Infosys to announce Q1 earnings results for FY24 . Where to track, what to expect?

The Bengaluru-based software behemoth will announce its profits for the aforementioned period at 3:45 PM on July 20.

Infosys will release its financial results for the first quarter (Q1) of the fiscal year (FY) 2023–2024 on Thursday. The period ended on June 30. Following the earnings announcement, there will be a press conference and an earnings call.

infosys q1 results

With sluggish revenue growth and a potential reduction in operating margin due to project cancellations due to macro headwinds in the important markets in the US and Europe, Infosys, a major IT company, may report weaker-than-expected Q1FY24 results.

Investors will pay close attention to management commentary on FY24 projections as well as a forecast on discretionary spending, deals, profitability, and attrition.

Brokerage company Motilal Oswal Financial Services anticipates Infosys will post reduced revenue growth as a result of project cancellations. The brokerage firm also anticipates a possibility of moderating FY24 estimates.

According to projections from Motilal Oswal, revenue for Infosys could increase by 9.8% year over year (YoY) in terms of rupees. According to Motilal, profit after tax (PAT) may increase 17.8% year over year and 3% quarter over quarter.

Due to the salary increase and muted revenue performance, operating margin may decrease by 100 bps. Deal victories may continue to endure. Mega deals are currently in the works for Infosys. The outlook for transactions, margins, and FY24 projections are the main items to keep an eye on, according to Motilal Oswal.

According to projections by Kotak Institutional Equities, Infosys’ Q1FY24 revenue may increase by 9.8% YoY and reported PAT may increase by 14.1% YoY.

The trading business claimed that the March 2023 quarter’s low base, which also contained revenue reversals (close to 1% of revenues), provided a solid foundation for the quarter’s moderate growth. Also helpful are high billing days.

According to Kotak, the challenges include a general slowdown in discretionary expenditure, particularly in North America, as well as the full quarter impact of project cancellations that occurred in March 2023.

“We expect an EBIT margin decrease of 30 bps QoQ. Higher variable compensation (almost 80% against 60% in the March 2023 quarter) is a headwind in the quarter and has a 100 bps impact, according to Kotak.

“Another 30 bps disadvantage is the provision for post-sales client support (as opposed to reversal). The primary tailwind is a return to normalcy following a 90 bps impact from revenue reversals in Q4FY23. In our model, we have not accounted for wage revision. Deal

The focus will be on pipeline and TCV (total contract value). The size of the pipeline, the type of significant deals, the speed of decision-making, and the factors driving the consolidation trend will all be important areas of focus, according to Kotak.

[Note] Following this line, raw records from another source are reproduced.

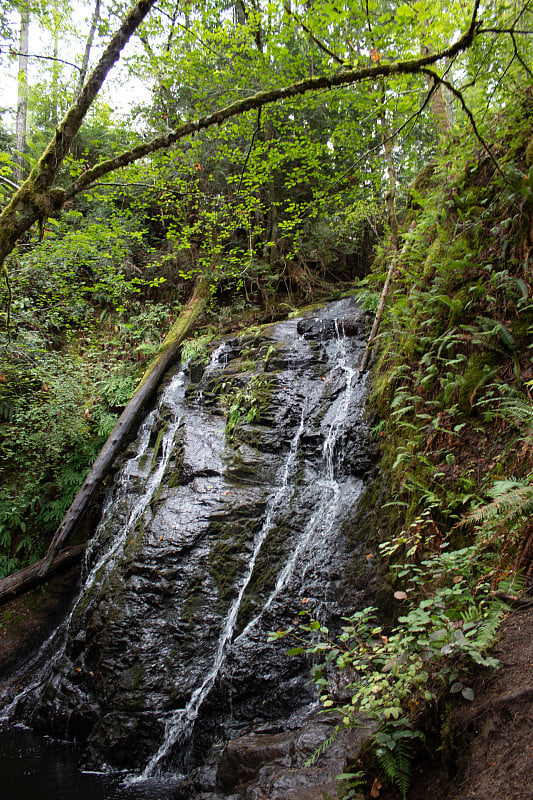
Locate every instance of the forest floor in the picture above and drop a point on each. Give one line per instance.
(489, 742)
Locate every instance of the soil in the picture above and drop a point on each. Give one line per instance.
(27, 621)
(486, 745)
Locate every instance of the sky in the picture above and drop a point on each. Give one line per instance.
(119, 91)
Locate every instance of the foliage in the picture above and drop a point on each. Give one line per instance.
(390, 675)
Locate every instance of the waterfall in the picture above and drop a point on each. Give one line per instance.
(206, 544)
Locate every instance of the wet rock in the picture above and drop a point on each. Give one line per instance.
(206, 544)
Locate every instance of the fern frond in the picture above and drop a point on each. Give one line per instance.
(512, 499)
(397, 764)
(322, 748)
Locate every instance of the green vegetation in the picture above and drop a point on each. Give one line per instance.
(280, 145)
(452, 400)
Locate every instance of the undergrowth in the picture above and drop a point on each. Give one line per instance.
(451, 397)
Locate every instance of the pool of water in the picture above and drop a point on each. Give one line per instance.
(38, 768)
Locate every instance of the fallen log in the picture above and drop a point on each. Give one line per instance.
(393, 269)
(151, 379)
(30, 577)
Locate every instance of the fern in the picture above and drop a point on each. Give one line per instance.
(394, 755)
(322, 748)
(513, 499)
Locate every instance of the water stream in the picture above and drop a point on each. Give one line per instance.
(204, 545)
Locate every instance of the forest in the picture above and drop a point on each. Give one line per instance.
(176, 172)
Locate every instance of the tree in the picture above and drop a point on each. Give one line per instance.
(38, 197)
(22, 103)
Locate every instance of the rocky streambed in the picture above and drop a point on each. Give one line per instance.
(230, 513)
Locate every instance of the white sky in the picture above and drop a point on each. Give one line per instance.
(119, 93)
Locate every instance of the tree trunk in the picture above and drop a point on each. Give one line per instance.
(30, 577)
(393, 268)
(88, 46)
(22, 102)
(168, 353)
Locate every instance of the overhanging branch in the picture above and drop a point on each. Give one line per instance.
(261, 99)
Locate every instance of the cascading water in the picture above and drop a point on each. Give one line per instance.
(207, 544)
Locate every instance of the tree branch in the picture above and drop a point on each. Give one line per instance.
(36, 199)
(11, 184)
(468, 113)
(312, 36)
(13, 52)
(260, 99)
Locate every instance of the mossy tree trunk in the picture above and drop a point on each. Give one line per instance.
(168, 353)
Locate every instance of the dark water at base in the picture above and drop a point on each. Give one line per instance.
(36, 768)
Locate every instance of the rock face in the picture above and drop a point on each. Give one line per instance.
(226, 519)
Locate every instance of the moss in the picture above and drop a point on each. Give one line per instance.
(227, 556)
(477, 372)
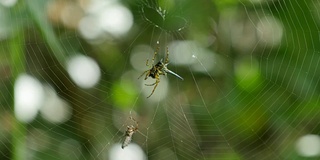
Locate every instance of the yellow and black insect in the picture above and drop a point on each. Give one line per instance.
(159, 69)
(129, 133)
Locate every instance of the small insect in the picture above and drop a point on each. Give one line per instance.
(159, 69)
(129, 133)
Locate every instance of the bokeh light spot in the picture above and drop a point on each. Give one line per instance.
(84, 71)
(28, 97)
(116, 20)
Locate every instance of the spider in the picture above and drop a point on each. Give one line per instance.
(129, 133)
(158, 69)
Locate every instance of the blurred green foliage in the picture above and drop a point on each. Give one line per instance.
(255, 108)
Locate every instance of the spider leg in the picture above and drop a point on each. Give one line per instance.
(156, 84)
(167, 56)
(143, 74)
(175, 74)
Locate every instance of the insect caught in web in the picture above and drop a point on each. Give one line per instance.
(158, 69)
(129, 133)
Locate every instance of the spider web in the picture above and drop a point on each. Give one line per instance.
(69, 79)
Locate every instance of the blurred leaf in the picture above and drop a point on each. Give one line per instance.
(38, 13)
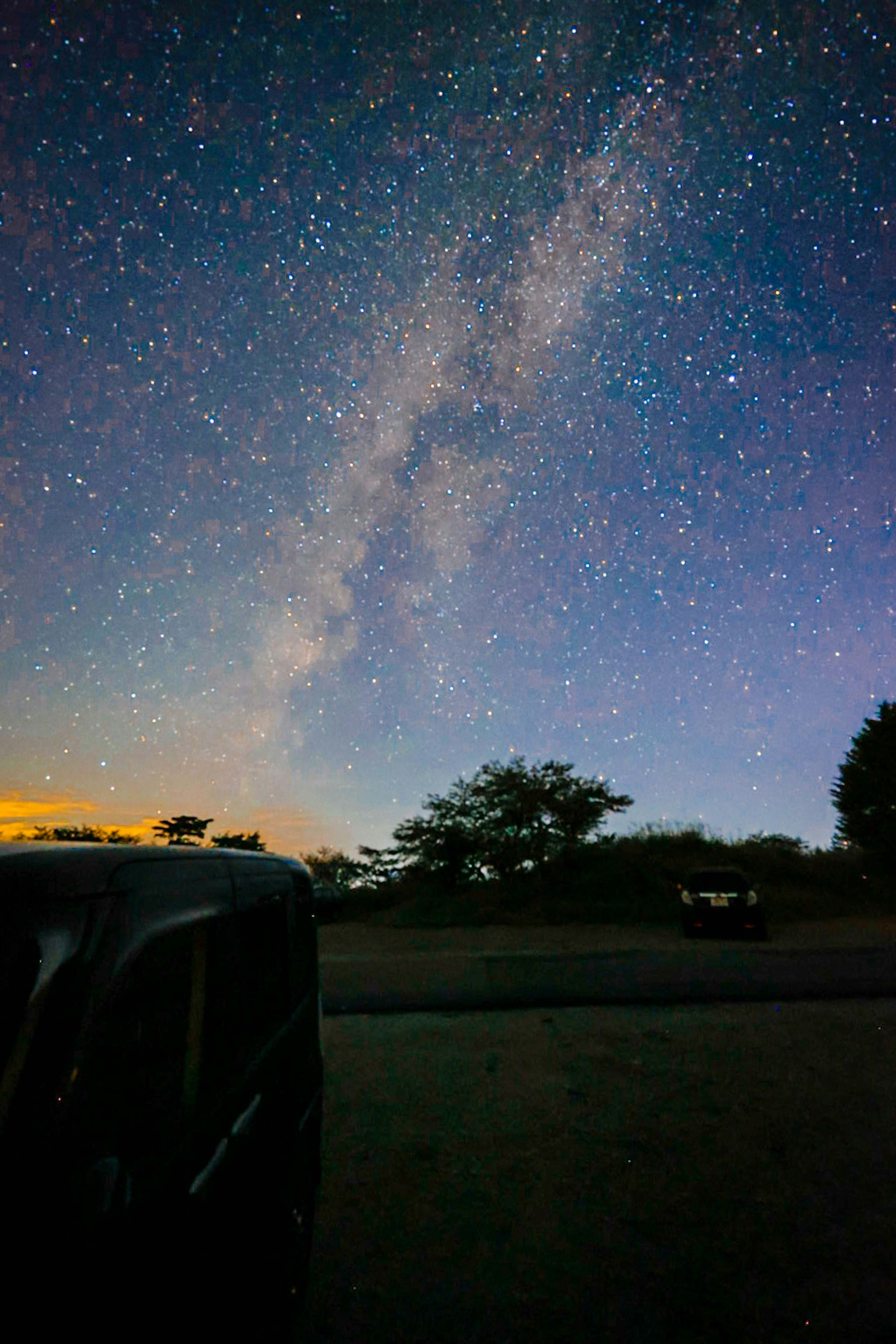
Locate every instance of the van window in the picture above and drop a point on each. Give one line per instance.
(138, 1077)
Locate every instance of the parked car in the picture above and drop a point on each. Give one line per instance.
(160, 1089)
(715, 900)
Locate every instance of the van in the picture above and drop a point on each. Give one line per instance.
(160, 1088)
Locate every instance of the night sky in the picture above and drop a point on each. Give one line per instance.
(393, 388)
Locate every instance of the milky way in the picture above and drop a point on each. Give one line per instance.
(390, 390)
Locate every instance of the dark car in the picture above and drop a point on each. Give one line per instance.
(160, 1089)
(721, 900)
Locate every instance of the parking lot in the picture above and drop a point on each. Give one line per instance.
(623, 1174)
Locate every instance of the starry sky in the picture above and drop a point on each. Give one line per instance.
(389, 388)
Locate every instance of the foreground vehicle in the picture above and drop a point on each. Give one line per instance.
(717, 900)
(160, 1088)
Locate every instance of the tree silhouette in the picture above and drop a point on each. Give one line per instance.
(238, 841)
(507, 820)
(183, 830)
(84, 834)
(332, 867)
(866, 792)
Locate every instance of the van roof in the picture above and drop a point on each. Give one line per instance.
(78, 869)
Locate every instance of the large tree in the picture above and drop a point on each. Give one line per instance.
(238, 841)
(866, 792)
(507, 820)
(183, 830)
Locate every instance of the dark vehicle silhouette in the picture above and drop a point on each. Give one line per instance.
(160, 1089)
(721, 901)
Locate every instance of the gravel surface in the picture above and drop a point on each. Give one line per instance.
(355, 940)
(629, 1175)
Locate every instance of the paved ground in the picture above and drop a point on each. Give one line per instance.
(409, 971)
(354, 940)
(632, 1175)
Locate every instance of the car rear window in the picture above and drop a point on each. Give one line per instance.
(718, 880)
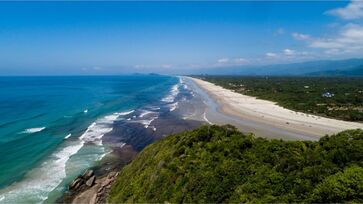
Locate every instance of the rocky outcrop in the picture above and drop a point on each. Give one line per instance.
(81, 182)
(104, 189)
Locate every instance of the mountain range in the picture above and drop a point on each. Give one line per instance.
(347, 67)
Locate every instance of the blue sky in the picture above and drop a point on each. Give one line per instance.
(119, 37)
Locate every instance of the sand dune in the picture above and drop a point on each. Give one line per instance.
(268, 113)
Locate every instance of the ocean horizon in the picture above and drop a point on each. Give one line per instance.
(52, 128)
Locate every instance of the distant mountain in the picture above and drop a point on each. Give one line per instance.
(345, 67)
(351, 72)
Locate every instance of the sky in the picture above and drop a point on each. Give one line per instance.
(61, 38)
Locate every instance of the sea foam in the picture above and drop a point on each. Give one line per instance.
(37, 184)
(33, 130)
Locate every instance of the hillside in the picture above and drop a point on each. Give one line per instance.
(220, 164)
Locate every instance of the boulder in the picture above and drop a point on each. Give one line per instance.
(76, 183)
(91, 181)
(88, 174)
(111, 175)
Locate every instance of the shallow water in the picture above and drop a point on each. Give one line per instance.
(52, 128)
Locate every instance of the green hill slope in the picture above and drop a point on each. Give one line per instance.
(220, 164)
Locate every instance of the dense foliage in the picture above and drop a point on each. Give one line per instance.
(220, 164)
(303, 93)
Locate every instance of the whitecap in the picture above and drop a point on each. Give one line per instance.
(66, 137)
(145, 112)
(125, 113)
(43, 179)
(146, 123)
(173, 106)
(33, 130)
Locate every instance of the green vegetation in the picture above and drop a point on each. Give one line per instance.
(220, 164)
(303, 93)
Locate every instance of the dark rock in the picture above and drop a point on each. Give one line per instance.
(91, 181)
(76, 183)
(111, 175)
(88, 174)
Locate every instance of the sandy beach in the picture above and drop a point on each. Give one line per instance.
(266, 114)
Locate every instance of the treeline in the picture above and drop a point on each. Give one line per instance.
(303, 93)
(215, 164)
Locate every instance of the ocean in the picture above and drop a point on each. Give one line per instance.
(53, 128)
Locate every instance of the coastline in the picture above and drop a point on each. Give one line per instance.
(209, 104)
(177, 112)
(266, 114)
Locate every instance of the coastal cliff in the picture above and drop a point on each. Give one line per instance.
(220, 164)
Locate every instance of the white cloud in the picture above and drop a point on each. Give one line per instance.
(289, 52)
(300, 36)
(353, 10)
(350, 38)
(241, 61)
(271, 55)
(223, 60)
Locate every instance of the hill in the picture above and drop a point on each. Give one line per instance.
(290, 69)
(358, 71)
(219, 164)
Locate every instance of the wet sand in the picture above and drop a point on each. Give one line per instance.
(263, 118)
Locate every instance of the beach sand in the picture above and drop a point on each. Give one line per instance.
(265, 118)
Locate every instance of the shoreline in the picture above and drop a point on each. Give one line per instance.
(262, 115)
(141, 128)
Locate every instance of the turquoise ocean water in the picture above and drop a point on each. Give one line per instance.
(45, 123)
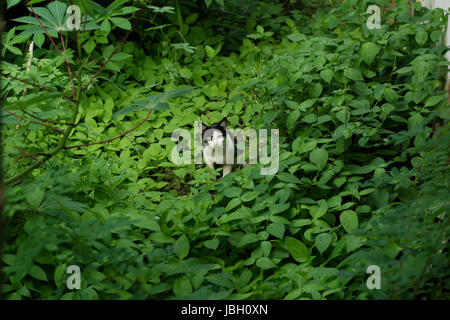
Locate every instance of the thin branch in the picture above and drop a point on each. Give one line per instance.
(112, 139)
(85, 21)
(36, 85)
(27, 155)
(68, 67)
(114, 52)
(42, 124)
(14, 114)
(43, 28)
(44, 120)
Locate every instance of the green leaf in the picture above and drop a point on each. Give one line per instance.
(181, 247)
(354, 74)
(182, 287)
(369, 51)
(297, 249)
(11, 3)
(434, 100)
(327, 75)
(292, 119)
(249, 196)
(34, 197)
(323, 240)
(145, 222)
(276, 229)
(232, 192)
(421, 37)
(319, 157)
(211, 244)
(38, 273)
(265, 263)
(247, 239)
(121, 23)
(318, 211)
(349, 220)
(436, 35)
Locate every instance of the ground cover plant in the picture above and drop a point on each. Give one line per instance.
(87, 120)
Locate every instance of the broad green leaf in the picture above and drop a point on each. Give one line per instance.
(369, 51)
(349, 220)
(319, 157)
(181, 247)
(323, 240)
(297, 249)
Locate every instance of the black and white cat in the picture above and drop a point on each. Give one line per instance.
(219, 146)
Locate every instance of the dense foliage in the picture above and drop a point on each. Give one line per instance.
(363, 174)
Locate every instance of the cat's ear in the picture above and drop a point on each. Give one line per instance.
(204, 127)
(223, 123)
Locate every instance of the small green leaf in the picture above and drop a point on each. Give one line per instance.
(265, 263)
(327, 75)
(349, 220)
(121, 23)
(421, 37)
(276, 229)
(35, 197)
(297, 249)
(319, 157)
(181, 247)
(323, 241)
(211, 244)
(369, 50)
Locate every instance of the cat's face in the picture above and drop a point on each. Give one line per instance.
(214, 135)
(212, 138)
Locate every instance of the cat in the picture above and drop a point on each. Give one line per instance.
(219, 146)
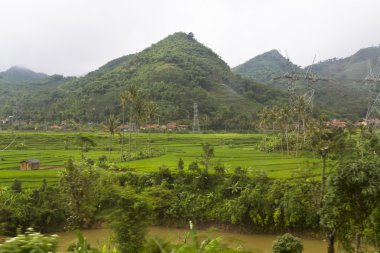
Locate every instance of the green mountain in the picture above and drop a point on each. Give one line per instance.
(21, 74)
(265, 67)
(175, 72)
(350, 69)
(343, 96)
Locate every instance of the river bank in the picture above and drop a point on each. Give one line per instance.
(256, 243)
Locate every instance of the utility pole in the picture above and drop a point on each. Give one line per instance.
(196, 119)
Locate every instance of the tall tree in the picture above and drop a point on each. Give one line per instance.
(111, 125)
(151, 113)
(352, 196)
(132, 94)
(123, 100)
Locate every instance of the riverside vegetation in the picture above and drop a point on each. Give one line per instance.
(87, 195)
(269, 182)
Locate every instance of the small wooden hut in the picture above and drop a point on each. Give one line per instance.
(30, 164)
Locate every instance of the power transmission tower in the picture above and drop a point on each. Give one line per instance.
(196, 119)
(293, 76)
(374, 99)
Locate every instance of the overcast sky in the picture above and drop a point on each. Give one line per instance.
(73, 37)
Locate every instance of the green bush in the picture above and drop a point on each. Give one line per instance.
(30, 242)
(287, 243)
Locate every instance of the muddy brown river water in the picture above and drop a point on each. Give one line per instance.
(256, 243)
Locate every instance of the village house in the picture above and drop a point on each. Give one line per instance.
(30, 164)
(337, 123)
(171, 126)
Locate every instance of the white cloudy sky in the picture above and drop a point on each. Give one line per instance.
(72, 37)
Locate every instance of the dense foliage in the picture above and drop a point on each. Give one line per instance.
(175, 72)
(343, 94)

In addition to expecting Infosys to stick to its forecast of 4–7% revenue growth, Kotak anticipates a solid TCV of wins driven by significant agreements. The 20–22% range for the EBIT margin guidance will not change. After a few senior leadership departures, the brokerage business said that senior management attrition will be the main focus.

https www.infosys.com/newsroom/press-releases/documents/2023/q1-july20-2023.pdf

infosys.com investors reports-filings/quarterly-results/2023-2024/q1.html

“We predict investors to focus on (1) mega-deal closures that are essential for achieving back-ended revenue growth guidance, (2) elements that give comfort in achieving back-ended revenue growth guidance, (3) margin levers, especially noting that back-ended growth guidance is based on typical large and mega-deals that dilute margins, (4) discretionary spending environment, especially in impacted verticals, and (5) reasons for senior leaderships exits and replacements,” said the company.

On a worse foundation than Q4, brokerage Phillip Capital anticipates current currency (CC) revenue growth of +0.8% QoQ. A sluggish start to FY24 may be caused by demand uncertainty in the BFSI, telecom, high-tech, and retail sectors, according to the brokerage firm.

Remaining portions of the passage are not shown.